O plano de trabalho da comissão especial da Câmara dos Deputados sobre o fim da escala 6 x 1 não trata dos impactos da redução da jornada de trabalho em cadeias produtivas de alta complexidade, como as de jornadas específicas e os contratos públicos, de acordo com reportagem do site Poder360. O veículo destaca que eventuais mudanças nas regras trabalhistas poderão afetar contratos de prestação de serviços terceirizados firmados com estados e municípios, já que, em caso de redução da jornada dos funcionários, as empresas fornecedoras dos serviços terão o direito legal ao reajuste dos contratos, o que poderá resultar em aumento de tarifas, elevação de impostos e corte de investimentos.
O plano divulgado nesta terça-feira (5/5) diz que a comissão focará no impacto econômico-trabalhista e no consenso entre os representantes dos trabalhadores e dos empregadores.
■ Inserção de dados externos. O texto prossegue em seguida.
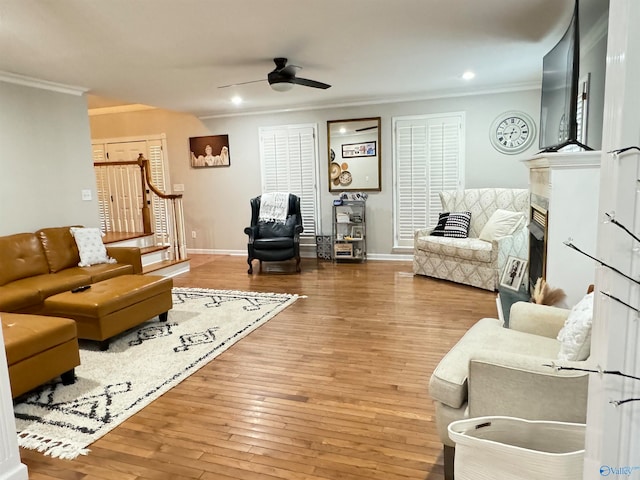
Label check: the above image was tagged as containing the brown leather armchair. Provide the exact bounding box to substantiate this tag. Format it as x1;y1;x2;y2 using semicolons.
244;194;303;274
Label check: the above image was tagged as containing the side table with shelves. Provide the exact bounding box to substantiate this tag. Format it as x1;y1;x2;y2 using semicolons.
332;200;366;262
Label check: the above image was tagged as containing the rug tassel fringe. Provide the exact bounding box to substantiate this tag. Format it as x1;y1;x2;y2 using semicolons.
18;431;90;459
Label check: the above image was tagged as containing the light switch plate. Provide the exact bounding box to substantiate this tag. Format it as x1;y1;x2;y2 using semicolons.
81;189;92;201
173;184;185;192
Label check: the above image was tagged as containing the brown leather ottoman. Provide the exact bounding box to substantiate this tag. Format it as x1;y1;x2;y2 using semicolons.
42;275;173;350
2;313;80;398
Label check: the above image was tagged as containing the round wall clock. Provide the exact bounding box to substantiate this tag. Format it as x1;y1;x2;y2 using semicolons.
489;111;537;155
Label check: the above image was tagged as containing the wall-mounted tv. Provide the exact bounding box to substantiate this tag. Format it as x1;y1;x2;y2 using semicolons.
539;1;591;152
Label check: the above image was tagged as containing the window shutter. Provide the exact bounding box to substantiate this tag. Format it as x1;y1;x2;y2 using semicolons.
393;114;464;248
259;125;319;238
92;144;112;233
395;121;429;247
577;73;590;145
147;139;169;242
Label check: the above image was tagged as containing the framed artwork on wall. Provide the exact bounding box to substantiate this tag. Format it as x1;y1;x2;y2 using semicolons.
189;135;230;168
342;141;376;158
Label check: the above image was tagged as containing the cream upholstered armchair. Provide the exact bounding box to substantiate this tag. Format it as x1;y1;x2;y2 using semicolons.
413;188;529;291
429;301;591;480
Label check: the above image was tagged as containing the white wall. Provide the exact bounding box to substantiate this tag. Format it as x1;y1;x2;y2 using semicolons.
202;89;542;255
0;82;98;235
91;88;540;256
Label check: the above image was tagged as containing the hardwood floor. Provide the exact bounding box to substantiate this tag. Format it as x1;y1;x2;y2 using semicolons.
20;255;498;480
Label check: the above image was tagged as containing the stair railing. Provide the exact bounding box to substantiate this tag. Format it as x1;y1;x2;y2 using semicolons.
93;154;187;261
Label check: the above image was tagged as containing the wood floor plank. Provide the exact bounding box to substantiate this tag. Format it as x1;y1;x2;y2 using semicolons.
19;255;498;480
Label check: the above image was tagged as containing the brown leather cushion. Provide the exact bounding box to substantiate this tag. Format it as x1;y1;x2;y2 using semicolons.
2;313;77;365
37;226;82;273
44;274;172;318
0;233;49;286
9;270;92;299
0;285;42;312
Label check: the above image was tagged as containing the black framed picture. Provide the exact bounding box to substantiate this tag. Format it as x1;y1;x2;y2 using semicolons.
500;256;528;291
189;135;230;168
342;141;376;158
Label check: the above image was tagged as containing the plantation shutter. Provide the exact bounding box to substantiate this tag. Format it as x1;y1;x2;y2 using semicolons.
576;74;590;145
259;125;319;238
147;139;169;243
393;114;464;248
92;144;112;233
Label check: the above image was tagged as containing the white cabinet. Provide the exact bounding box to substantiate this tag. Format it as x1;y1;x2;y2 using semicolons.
523;151;601;306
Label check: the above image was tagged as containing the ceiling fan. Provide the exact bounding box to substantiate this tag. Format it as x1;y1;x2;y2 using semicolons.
218;57;331;92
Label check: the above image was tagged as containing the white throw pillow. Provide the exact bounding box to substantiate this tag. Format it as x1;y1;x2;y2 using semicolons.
557;291;594;361
479;209;525;242
69;227;116;267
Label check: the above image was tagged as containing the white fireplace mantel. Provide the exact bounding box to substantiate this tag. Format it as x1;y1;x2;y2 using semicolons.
522;150;601;306
523;150;602;170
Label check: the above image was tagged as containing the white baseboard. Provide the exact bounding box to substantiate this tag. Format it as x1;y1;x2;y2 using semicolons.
186;248;413;262
1;464;28;480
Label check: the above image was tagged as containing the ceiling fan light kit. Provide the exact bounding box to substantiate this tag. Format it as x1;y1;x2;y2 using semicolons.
270;81;294;92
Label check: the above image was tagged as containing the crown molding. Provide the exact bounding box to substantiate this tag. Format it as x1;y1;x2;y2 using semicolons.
581;12;609;57
88;104;157;116
0;71;88;96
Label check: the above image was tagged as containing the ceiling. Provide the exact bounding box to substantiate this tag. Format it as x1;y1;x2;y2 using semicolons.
0;0;585;118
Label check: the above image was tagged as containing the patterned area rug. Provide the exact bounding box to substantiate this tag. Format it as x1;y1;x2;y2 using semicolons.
13;287;299;459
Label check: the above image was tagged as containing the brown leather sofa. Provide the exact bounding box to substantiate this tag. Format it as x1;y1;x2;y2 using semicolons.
0;226;142;313
0;226;143;397
2;313;80;398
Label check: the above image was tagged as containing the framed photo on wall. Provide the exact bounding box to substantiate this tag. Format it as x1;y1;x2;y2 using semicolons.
189;134;230;168
500;256;528;291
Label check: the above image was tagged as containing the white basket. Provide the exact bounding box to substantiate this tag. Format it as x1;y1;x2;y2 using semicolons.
448;416;585;480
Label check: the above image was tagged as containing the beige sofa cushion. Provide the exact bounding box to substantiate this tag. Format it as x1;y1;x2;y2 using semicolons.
415;235;493;263
429;318;561;409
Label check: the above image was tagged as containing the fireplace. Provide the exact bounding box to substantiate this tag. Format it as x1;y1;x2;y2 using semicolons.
528;206;548;293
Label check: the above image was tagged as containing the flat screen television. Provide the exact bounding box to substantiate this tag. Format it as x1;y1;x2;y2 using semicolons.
539;1;590;151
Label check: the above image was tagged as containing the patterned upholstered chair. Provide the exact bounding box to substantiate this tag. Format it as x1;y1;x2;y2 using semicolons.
413;188;529;291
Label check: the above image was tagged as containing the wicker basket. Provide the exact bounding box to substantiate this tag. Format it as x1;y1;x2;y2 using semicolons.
448;416;585;480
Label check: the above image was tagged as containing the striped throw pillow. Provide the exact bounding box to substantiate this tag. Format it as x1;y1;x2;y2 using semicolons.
430;212;472;238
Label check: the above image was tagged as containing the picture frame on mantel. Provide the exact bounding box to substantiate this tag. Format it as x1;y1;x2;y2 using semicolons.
500;256;528;292
189;134;230;168
327;117;381;192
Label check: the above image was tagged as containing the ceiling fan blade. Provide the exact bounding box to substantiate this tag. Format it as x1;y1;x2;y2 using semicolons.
218;79;266;89
355;126;378;132
291;77;331;89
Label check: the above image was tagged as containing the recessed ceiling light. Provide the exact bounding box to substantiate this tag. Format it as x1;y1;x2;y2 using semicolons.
231;96;243;105
462;71;476;81
339;127;346;134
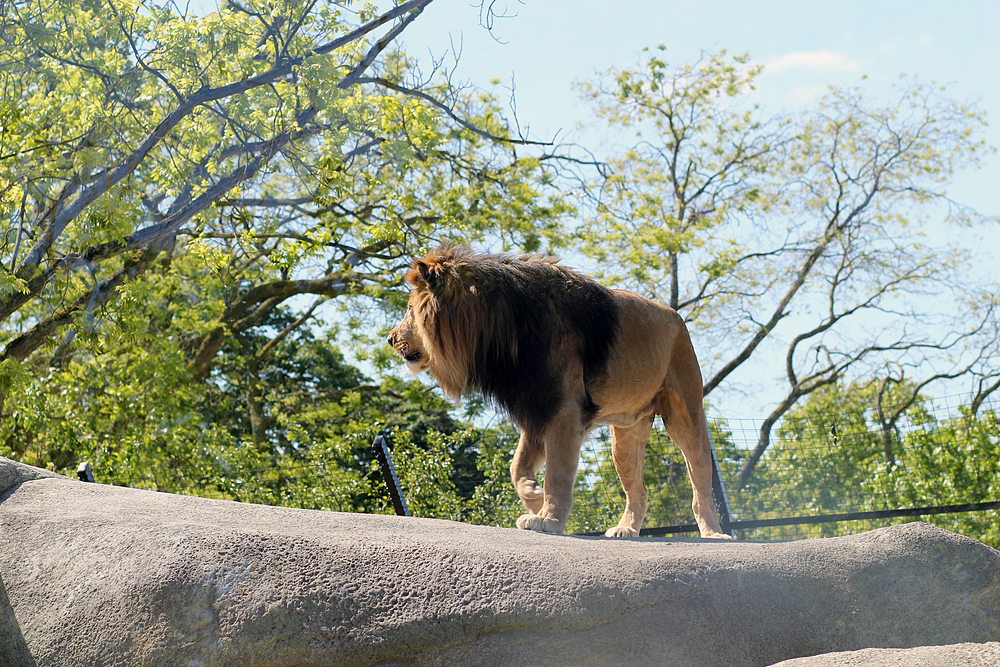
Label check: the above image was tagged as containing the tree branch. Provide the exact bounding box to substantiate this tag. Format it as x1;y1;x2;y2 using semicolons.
1;245;161;363
12;0;432;279
357;76;552;146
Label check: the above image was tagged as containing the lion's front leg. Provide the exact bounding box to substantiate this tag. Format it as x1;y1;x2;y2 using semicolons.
510;430;545;515
514;411;586;535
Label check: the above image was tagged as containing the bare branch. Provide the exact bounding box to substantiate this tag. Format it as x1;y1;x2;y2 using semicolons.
357;76;552;147
256;296;326;361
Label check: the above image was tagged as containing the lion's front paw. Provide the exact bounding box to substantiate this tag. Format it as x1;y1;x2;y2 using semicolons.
516;513;563;534
604;525;640;538
701;530;734;540
515;479;543;501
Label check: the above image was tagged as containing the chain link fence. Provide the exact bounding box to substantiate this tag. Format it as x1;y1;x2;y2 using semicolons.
573;393;1000;542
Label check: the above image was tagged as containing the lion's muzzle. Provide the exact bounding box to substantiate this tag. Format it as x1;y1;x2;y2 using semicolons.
387;326;427;371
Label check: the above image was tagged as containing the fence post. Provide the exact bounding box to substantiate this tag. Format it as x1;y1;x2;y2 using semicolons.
706;422;734;537
77;462;95;483
372;435;410;517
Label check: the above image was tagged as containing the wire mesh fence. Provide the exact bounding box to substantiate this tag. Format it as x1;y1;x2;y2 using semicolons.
572;392;1000;542
87;392;1000;545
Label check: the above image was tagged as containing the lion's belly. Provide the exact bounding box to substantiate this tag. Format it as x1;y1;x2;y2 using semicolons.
586;290;686;427
593;405;657;429
589;378;662;428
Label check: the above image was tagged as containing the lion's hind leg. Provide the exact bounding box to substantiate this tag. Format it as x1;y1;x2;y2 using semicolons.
604;417;653;538
659;387;732;540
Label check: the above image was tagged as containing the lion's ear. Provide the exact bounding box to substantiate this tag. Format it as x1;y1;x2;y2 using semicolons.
416;260;441;288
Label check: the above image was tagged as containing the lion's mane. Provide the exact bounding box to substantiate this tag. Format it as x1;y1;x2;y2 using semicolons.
405;245;620;435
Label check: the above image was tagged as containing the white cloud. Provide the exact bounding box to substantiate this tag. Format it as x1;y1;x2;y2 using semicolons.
766;50;860;72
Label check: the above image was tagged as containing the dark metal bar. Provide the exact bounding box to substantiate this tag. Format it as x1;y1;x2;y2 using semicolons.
575;500;1000;537
706;421;734;536
77;462;95;483
373;435;410;517
724;500;1000;531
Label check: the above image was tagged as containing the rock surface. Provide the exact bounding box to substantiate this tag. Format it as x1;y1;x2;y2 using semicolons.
770;642;1000;666
2;456;999;667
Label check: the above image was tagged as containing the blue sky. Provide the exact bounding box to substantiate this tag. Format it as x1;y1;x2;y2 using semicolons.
390;0;999;216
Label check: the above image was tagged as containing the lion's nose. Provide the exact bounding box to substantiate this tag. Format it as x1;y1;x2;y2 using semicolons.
386;332;394;346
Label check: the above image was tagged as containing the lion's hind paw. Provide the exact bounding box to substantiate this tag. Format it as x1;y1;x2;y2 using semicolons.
604;525;640;538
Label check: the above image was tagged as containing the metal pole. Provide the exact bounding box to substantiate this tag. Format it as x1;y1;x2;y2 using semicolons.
706;421;734;536
373;435;410;517
77;462;95;483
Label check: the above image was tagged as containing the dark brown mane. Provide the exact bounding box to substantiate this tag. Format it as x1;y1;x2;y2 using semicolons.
405;245;620;435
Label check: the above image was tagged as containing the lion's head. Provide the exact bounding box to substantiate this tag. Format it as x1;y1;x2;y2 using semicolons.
386;245;476;401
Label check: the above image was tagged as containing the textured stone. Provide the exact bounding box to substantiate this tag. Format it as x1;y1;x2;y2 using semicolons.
769;642;1000;666
2;456;999;667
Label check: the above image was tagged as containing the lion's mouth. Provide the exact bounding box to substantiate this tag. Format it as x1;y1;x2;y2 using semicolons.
404;350;422;363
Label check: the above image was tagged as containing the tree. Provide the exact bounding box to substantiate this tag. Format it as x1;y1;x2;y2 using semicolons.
737;380;1000;547
0;0;569;406
0;0;569;523
575;49;789;313
575;49;1000;488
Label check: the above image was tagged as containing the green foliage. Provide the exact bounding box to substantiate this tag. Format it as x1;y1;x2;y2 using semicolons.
0;0;569;527
390;424;522;525
896;408;1000;546
731;381;1000;547
0;0;572;374
0;337;232;478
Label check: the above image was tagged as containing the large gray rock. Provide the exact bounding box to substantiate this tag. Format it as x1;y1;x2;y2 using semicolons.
2;456;999;667
770;642;1000;666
O cronograma mostra, no entanto, que a perspectiva das empresas ficou limitada à última semana dos debates (dias 18 e 19 deste mês), quando a comissão deverá ouvir confederações patronais e setoriais.
De acordo com o plano, a comissão cumprirá até o dia 26 um cronograma de 11 reuniões semanais, sendo cinco delas audiências públicas. Os encontros terão a participação de representantes dos Ministérios do Trabalho e da Fazenda, centrais sindicais e organizações internacionais que estudam o tema. A apresentação e a leitura do relatório final estão marcadas para o dia 20 e a votação, para o dia 26.
Segundo o plano de trabalho, a redução da jornada incidirá sobre a produtividade, a inovação e a competitividade das empresas. Diante disso, a comissão pretende analisar experiências de companhias que adotaram as jornadas alternativas — de dez horas diárias de trabalho durante quatro dias e de 40 horas semanais por cinco dias.